The principle: Standard (€ 13.99 per month) and Premium (€ 17.99 per month) subscribers can add up to two “sub-accounts” to their main account. The difference with a simple additional profile? Each sub-account has its own username and password, which means that the owner of the main account does not have access to it. If they choose to pay for their account themselves, or the primary user no longer wants to pay for sub-accounts, secondary users can transfer their list, view history, and personalized recommendations to their new account.
To determine whether an account is shared between multiple households, Netflix uses the IP address and device identifiers. This makes it impossible to share your password with someone outside the home because, thanks to device identifiers and IP address, Netflix will be able to understand that these are actually different users.

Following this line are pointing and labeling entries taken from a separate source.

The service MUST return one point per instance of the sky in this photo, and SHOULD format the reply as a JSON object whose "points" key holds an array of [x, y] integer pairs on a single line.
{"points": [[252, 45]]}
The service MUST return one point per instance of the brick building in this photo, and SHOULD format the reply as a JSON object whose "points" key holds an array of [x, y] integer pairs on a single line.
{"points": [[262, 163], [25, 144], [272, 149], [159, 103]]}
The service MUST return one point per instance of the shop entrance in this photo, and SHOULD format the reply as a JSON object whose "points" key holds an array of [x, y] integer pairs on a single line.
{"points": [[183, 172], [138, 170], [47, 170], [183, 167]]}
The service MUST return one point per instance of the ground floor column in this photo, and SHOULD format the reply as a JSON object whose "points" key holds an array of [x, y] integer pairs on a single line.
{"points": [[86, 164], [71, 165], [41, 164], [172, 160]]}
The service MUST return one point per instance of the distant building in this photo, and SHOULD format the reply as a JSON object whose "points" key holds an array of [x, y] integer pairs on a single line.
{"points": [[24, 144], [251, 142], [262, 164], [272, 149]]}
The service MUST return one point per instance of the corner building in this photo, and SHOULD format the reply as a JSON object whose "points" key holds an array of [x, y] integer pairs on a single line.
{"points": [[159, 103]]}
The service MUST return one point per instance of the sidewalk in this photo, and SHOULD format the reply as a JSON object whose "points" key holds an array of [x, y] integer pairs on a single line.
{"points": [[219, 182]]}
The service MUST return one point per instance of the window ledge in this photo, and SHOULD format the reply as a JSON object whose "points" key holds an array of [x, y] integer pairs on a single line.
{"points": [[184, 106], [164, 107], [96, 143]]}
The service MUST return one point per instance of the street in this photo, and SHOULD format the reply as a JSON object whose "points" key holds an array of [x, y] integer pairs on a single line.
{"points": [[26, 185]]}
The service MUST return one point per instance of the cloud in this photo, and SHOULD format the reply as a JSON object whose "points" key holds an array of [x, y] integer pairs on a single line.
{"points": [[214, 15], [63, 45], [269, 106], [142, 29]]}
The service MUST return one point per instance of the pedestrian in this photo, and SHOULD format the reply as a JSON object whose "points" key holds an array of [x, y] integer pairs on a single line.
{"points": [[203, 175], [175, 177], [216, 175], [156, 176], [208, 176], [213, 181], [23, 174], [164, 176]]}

The streaming giant plans to generalize this system to its major markets within a year. Now it remains to determine the value of the additional cost: in Chile as in Costa Rica, users pay the equivalent of 2.70 euros per additional sub-account. In Peru, Netflix has set it at 1.90 euros.
Cheaper subscriptions and video games as diversification channels
In the face of a breakdown in sustainable growth – a loss of 2 million subscribers is expected in the second quarter – and fierce competition, Netflix could also end its policy of relentlessly increasing subscription costs, which is not sustainable in time. of growth. and hegemony over competition.
During a conference with analysts, Reed Hastings, co-CEO of Netflix, revealed that platform is considering the idea of offering new, cheaper subscriptions, with advertising, in 2023 or 2024. A real surprise: until now, Netflix had always rejected the idea of integrating advertising into its offer because it was positioned as a break with traditional television, largely funded by advertising revenue.
But Netflix, which offers some of the most expensive subscriptions on the market (8.99 euros for the basic formula, 13.49 euros for the standard formula, 17.99 euros for the premium formula), needs to diversify its sources of revenue. “VSthey consider us quite open to the idea of offering even lower prices with advertising to give the consumer a new choice “said the leader.
This mixed model, half subscription, half advertising, had been adopted until then by market challengers. The latest to arrive in the United States, Peacock (the giant streaming service of NBC Universal), has chosen to try to find a place in the market more quickly, offering an offer of $ 4.99 a month that gives access to all the contents of your platform. , but with ads.
Finally, Netflix has also entered the world of video games, which could increase the time spent on the platform and be a loss leader for hiring a subscription. The platform has been offering a number of games at its service since last November, some of which are inspired by the universe of its great success, the series Strange things. In September, he bought his first video game studio, Night School Studio, a California startup.